Context can be any text (e.g. a summary or a related document) or just a list of relevant words. It can also contain text or phrases that might not be present in the audio. Omnio will only use context if necessary.

Prompt#
Transcribe the audio. Here's the relevant context:
XiangXYZ Electronics
TitanHex Technologies
ExoBook ZX5
Diagon TekGear Z7
OmegaDrive T5
QuantumGear E9
Alice: Hey Bob, did you hear about the new laptop from XiangXYZ Electronics?
Bob: Yeah, the ExoBook ZX5, right? It’s supposed to be a contender against the Diagon TekGear Z7.

Acoustic tags#

Acoustic tags provide additional information about unspoken acoustic elements in the audio, such as background sounds, music, speech tone (screaming, whispering), etc.

Prompt#
Transcribe the audio with acoustic tag information.

Show host: Welcome back to the show! [applause] Let’s start the next round. [buzzer]

Timestamps#

Transcription with timestamps includes timestamps in [MI:SS] format.

Prompt#
Transcribe the audio with timestamps.
Alice:
[00:00] Hello. [00:00]
Bob:
[00:01] Hi, is this Alice? [00:02]
Alice:
[00:03] It is, yeah. [00:05]
Bob:
[00:05] Alice, how is it going? [00:08]
[00:09] My name is Bob. [00:11]

You can also specify how frequently you want to insert timestamps.

Prompt#
Transcribe the audio with timestamps.
Insert timestamps every 50 characters on average.
Speaker:
[01:25] No, it’s very hard on your horse, and they [01:27]
[01:27] recommend starting with duration first.
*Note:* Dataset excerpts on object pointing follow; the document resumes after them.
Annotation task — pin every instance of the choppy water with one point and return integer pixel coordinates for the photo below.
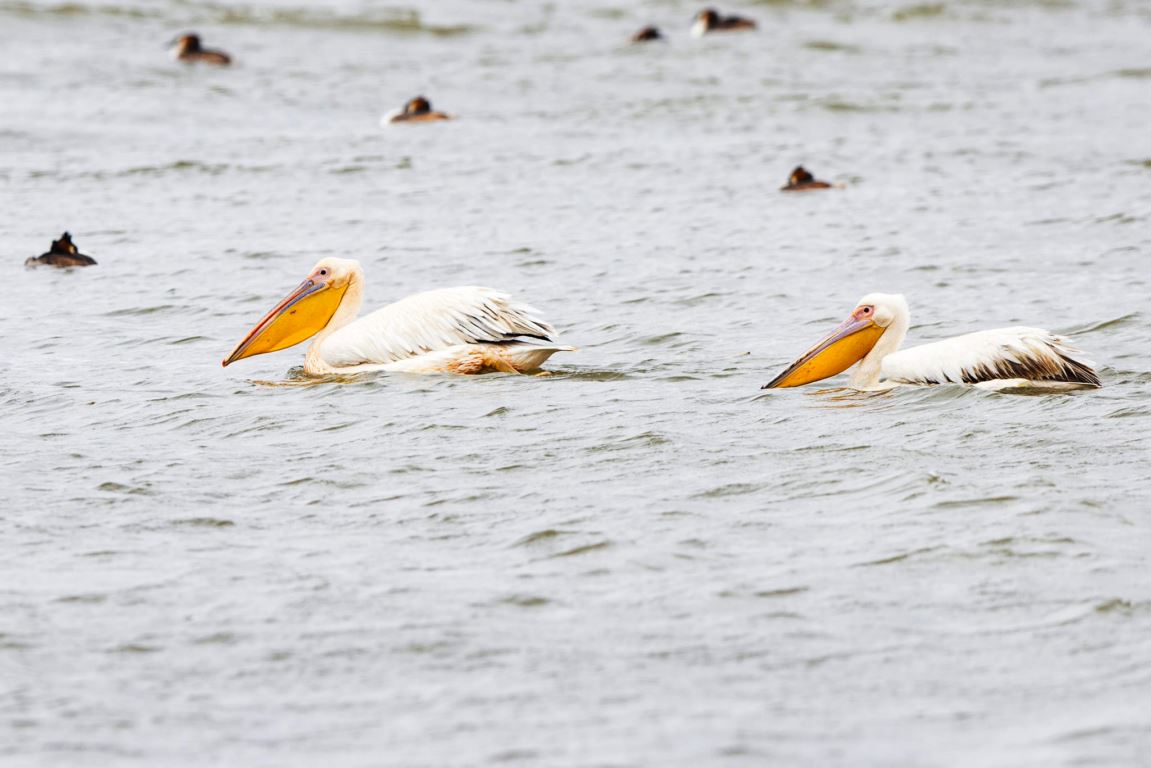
(641, 560)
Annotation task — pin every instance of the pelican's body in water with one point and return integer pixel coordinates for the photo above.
(802, 181)
(709, 20)
(1005, 358)
(417, 111)
(467, 329)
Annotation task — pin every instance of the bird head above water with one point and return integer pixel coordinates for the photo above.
(850, 342)
(417, 109)
(801, 180)
(306, 310)
(62, 253)
(647, 35)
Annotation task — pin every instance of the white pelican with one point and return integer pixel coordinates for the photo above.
(467, 329)
(995, 359)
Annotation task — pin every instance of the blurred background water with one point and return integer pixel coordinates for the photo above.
(641, 560)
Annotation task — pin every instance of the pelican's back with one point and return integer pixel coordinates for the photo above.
(431, 321)
(1004, 354)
So this [01:30]
[01:30] long, slow distance is you build up over the 3 [01:33]
[01:33] to 12 months to 45 to 60 minutes depending on [01:36]
[01:36] your discipline of walk, trot, canter. Your horse [01:40]
[01:40] should be able to do that and not be winded. [01:42]

Verbatim#

Verbatim transcription is a word-for-word transcription of spoken language. This means that every single word, including fillers, pauses and false starts, is transcribed exactly as it was heard.

Prompt#
Create a verbatim transcript of the audio.
Alice: He-Hello.
Bob: Hi, um, is this Alice?
Alice: It is, yeah.
Bob: Alice, how-how is it going? My name, um, is Bob.

Clean verbatim#

Clean verbatim transcription removes filler words, stammers and interjections from other speakers (e.g. “mm-hmm”, “um”).

Verbatim audio transcription
Alice: He-Hello.
Bob: Hi, um, is this Alice?
Alice: It is, yeah.
Bob: Alice, how-how is it going? My name, um, is Bob.
Prompt#
Transcribe the audio in clean verbatim form.
Alice: Hello.
Bob: Hi, is this Alice?
Alice: It is, yeah.
Bob: Alice, how is it going? My name is Bob.

Profanity#

Omnio can mask, remove or tag profanity.

Prompt#
Transcribe the audio with profanity masked.
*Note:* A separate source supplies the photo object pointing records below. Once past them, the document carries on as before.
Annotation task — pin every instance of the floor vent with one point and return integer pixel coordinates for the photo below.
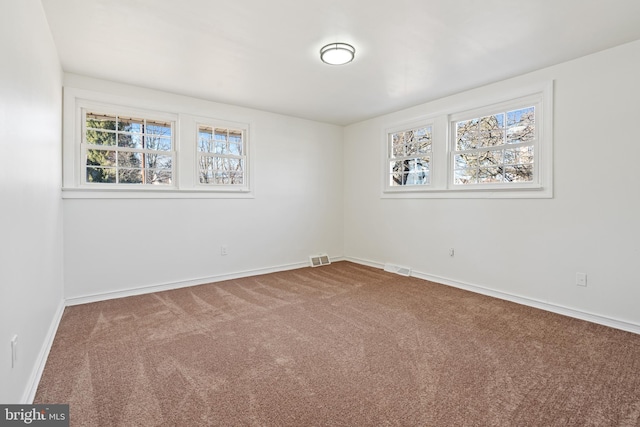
(392, 268)
(318, 260)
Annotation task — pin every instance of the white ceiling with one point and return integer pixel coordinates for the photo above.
(265, 54)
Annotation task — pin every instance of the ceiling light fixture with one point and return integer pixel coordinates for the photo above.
(337, 53)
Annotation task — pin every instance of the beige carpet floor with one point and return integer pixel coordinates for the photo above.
(340, 345)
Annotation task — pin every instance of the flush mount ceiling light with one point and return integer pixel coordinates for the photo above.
(337, 53)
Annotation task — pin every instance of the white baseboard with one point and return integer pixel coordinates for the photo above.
(182, 284)
(41, 361)
(554, 308)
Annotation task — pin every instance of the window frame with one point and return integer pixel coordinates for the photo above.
(389, 157)
(245, 156)
(443, 148)
(185, 181)
(120, 112)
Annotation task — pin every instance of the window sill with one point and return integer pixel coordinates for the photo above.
(530, 192)
(139, 193)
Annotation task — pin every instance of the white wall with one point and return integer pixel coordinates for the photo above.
(116, 245)
(591, 225)
(31, 292)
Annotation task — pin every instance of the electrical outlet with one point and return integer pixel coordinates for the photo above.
(14, 351)
(581, 279)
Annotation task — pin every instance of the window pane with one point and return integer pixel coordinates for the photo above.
(205, 140)
(493, 174)
(158, 128)
(129, 140)
(518, 173)
(95, 137)
(102, 175)
(398, 178)
(463, 161)
(100, 121)
(158, 176)
(465, 176)
(397, 144)
(157, 143)
(127, 124)
(158, 161)
(101, 158)
(236, 178)
(130, 176)
(490, 158)
(129, 160)
(519, 155)
(521, 125)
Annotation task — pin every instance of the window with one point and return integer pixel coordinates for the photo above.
(116, 146)
(127, 150)
(221, 156)
(500, 149)
(409, 156)
(496, 148)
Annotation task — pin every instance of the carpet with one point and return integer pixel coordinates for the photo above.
(339, 345)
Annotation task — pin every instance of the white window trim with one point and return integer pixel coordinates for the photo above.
(413, 124)
(441, 185)
(244, 127)
(186, 183)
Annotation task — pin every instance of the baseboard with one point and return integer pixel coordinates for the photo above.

Person: I’m done with this s***, you f****** a******.

Prompt#
Transcribe the audio with profanity removed.

Person: I’m done with this [profanity removed], you [profanity removed] [profanity removed].

Prompt#
Transcribe the audio with profanity tagged.

Person: I’m done with this [profanity:shit], you [profanity:fucking] [profanity:asshole].
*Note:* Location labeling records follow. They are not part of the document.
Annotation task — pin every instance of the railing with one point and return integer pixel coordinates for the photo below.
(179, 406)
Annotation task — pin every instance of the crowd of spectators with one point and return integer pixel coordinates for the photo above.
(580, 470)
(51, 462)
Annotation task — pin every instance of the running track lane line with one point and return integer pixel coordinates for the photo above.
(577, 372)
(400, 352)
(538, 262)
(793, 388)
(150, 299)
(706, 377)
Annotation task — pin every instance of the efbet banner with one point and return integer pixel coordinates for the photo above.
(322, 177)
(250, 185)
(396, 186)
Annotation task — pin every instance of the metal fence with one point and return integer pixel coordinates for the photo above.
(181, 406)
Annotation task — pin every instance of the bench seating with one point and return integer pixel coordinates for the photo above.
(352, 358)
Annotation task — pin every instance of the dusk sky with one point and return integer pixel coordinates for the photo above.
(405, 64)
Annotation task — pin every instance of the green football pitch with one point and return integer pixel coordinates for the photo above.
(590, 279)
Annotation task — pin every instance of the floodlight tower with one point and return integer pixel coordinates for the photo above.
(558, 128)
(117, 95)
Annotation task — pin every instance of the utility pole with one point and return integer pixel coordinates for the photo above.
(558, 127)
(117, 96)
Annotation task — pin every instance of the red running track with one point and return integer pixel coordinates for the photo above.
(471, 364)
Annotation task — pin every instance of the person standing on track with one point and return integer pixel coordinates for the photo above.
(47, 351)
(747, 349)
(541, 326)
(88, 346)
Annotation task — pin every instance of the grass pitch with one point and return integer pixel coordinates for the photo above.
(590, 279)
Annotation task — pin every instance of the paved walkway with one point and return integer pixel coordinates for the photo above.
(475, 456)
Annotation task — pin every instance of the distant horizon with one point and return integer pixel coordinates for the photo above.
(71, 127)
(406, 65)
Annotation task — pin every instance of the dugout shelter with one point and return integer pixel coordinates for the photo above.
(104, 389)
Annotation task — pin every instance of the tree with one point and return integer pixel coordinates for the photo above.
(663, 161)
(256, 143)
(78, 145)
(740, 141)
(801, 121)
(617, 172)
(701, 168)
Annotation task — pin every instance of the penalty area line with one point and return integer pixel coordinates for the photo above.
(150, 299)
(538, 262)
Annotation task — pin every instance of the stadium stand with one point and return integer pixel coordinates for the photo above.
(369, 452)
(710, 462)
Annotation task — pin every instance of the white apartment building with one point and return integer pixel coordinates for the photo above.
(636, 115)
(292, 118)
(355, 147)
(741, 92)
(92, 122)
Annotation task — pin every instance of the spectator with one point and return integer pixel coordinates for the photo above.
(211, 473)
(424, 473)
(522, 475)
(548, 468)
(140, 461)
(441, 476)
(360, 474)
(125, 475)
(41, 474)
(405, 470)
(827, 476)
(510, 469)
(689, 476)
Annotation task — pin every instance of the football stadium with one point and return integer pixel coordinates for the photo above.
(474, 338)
Personally identifiable information#

Omnio can remove or tag personally identifiable information (PII), such as names, addresses, dates of birth, and phone numbers.

Prompt#
Transcribe the audio with personal information removed.
Interviewer: Please state your full name and address.
Interviewee: My name is [name and surname removed]. I currently live on [address removed].
Prompt#
Transcribe the audio with personal information tagged.
Interviewer: Please state your full name and address.
Interviewee: My name is [pii:Jane Doe]. I currently live on [pii:North 15th Street].